LOGER: Local--Global Ensemble for Robust Deepfake Detection in the Wild

Authors: Fei Wu, Dagong Lu, Mufeng Yao, Xinlei Xu, Fengjun Guo

Published: 2026-04-04 02:56:11+00:00

Comment: 2nd place (out of 94 teams) in the NTIRE 2026 Robust Deepfake Detection Challenge

AI Summary

LOGER proposes a Local–Global Ensemble framework for robust deepfake detection by combining global-level anomaly detection with local-level forgery trace identification. It leverages heterogeneous vision foundation models at multiple resolutions for global analysis and a Multiple Instance Learning (MIL) top-k aggregation strategy for local patch-level modeling. This approach significantly enhances robustness and generalization across diverse manipulation methods and real-world degradation conditions, achieving 2nd place in the NTIRE 2026 Robust Deepfake Detection Challenge.

Abstract

Robust deepfake detection in the wild remains challenging due to the ever-growing variety of manipulation techniques and uncontrolled real-world degradations.

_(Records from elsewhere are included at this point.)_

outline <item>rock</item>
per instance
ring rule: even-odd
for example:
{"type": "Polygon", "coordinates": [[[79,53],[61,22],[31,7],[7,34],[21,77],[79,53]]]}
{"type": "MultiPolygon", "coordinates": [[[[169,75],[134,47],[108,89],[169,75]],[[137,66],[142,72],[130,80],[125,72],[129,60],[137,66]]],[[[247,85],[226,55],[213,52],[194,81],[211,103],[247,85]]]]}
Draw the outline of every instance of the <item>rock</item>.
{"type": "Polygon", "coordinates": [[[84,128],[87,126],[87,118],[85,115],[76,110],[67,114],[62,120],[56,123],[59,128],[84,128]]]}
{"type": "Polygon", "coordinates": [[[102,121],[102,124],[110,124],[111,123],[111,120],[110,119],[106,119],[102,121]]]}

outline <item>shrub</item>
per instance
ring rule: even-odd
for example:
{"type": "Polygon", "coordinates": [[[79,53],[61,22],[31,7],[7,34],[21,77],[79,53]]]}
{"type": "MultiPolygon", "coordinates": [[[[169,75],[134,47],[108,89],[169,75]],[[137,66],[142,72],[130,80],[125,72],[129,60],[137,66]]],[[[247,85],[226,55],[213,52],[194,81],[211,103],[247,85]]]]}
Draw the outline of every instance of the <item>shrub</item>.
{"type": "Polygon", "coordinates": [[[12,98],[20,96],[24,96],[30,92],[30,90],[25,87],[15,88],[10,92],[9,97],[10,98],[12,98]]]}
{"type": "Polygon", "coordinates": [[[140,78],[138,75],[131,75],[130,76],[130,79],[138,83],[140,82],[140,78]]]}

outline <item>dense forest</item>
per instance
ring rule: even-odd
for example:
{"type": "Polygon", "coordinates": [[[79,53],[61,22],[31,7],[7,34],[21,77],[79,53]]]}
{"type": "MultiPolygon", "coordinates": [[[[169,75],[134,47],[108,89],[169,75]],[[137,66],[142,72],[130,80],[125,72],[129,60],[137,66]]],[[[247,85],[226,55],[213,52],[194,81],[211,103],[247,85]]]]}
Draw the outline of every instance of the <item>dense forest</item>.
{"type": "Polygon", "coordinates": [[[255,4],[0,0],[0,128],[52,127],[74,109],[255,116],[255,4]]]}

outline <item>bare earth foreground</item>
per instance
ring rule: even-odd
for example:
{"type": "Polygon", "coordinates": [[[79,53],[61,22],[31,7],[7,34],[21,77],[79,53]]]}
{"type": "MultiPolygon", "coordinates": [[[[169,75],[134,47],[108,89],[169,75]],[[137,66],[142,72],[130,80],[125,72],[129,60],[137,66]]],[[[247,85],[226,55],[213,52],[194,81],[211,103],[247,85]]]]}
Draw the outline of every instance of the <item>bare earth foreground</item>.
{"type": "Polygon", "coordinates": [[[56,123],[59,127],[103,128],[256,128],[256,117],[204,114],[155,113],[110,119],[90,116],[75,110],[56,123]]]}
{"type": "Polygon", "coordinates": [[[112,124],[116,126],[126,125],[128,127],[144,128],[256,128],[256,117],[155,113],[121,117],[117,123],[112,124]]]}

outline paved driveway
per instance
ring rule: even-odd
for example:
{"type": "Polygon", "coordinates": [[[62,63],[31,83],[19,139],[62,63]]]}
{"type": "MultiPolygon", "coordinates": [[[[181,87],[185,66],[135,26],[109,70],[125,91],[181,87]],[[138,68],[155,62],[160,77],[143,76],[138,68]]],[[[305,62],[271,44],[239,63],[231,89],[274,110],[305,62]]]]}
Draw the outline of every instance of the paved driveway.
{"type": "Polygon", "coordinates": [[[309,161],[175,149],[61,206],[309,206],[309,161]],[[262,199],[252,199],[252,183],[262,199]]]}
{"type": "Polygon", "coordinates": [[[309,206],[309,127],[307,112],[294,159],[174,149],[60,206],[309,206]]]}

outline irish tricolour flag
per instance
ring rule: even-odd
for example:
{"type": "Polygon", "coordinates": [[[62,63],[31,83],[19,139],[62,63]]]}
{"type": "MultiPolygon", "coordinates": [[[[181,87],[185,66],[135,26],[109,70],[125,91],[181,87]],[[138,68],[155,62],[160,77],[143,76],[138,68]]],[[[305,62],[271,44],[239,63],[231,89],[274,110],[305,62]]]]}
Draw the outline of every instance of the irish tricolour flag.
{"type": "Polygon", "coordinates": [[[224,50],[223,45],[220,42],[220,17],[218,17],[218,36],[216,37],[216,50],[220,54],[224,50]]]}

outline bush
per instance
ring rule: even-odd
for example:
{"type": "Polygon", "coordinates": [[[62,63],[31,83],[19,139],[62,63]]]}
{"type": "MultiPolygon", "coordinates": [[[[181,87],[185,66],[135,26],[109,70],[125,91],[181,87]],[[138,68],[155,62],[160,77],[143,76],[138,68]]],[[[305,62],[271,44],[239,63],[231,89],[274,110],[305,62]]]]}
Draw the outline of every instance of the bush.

Forensic cues for deepfake detection reside at two complementary levels: global-level anomalies in semantics and statistics that require holistic image understanding, and local-level forgery traces concentrated in manipulated regions that are easily diluted by global averaging. Since no single backbone or input scale can effectively cover both levels, we propose LOGER, a LOcal--Global Ensemble framework for Robust deepfake detection. The global branch employs heterogeneous vision foundation model backbones at multiple resolutions to capture holistic anomalies with diverse visual priors. The local branch performs patch-level modeling with a Multiple Instance Learning top-$k$ aggregation strategy that selectively pools only the most suspicious regions, mitigating evidence dilution caused by the dominance of normal patches; dual-level supervision at both the aggregated image level and individual patch level keeps local responses discriminative. Because the two branches differ in both granularity and backbone, their errors are largely decorrelated, a property that logit-space fusion exploits for more robust prediction. LOGER achieves 2nd place in the NTIRE 2026 Robust Deepfake Detection Challenge, and further evaluation on multiple public benchmarks confirms its strong robustness and generalization across diverse manipulation methods and real-world degradation conditions.


Key findings
LOGER achieved 2nd place in the NTIRE 2026 Robust Deepfake Detection Challenge and demonstrated strong generalization across various public benchmarks. It consistently outperformed state-of-the-art methods, showing superior robustness under diverse real-world degradation conditions like JPEG compression, resizing, and blurring. The local-global ensemble and logit-space fusion were confirmed to be crucial for this robust performance.
Approach
LOGER employs a two-branch ensemble: a global branch uses heterogeneous vision foundation model backbones (DINOv3-H, MetaCLIP2-H) at multiple resolutions to capture holistic anomalies. The local branch uses DINOv3-L for patch-level modeling with a Multiple Instance Learning (MIL) top-k aggregation strategy to focus on suspicious regions, using dual-level supervision. Predictions from both branches are then fused in the logit space for robust final classification.
Datasets
NTIRE 2026 Robust Deepfake Detection Challenge, HydraFake, FaceForensics++, DF40, Celeb-DF, ScaleDF, CDF-v2, DFD, DFDC, DFDCP, WDF
Model(s)
DINOv3-Huge, DINOv3-Large, MetaCLIP2-Huge
Author countries
China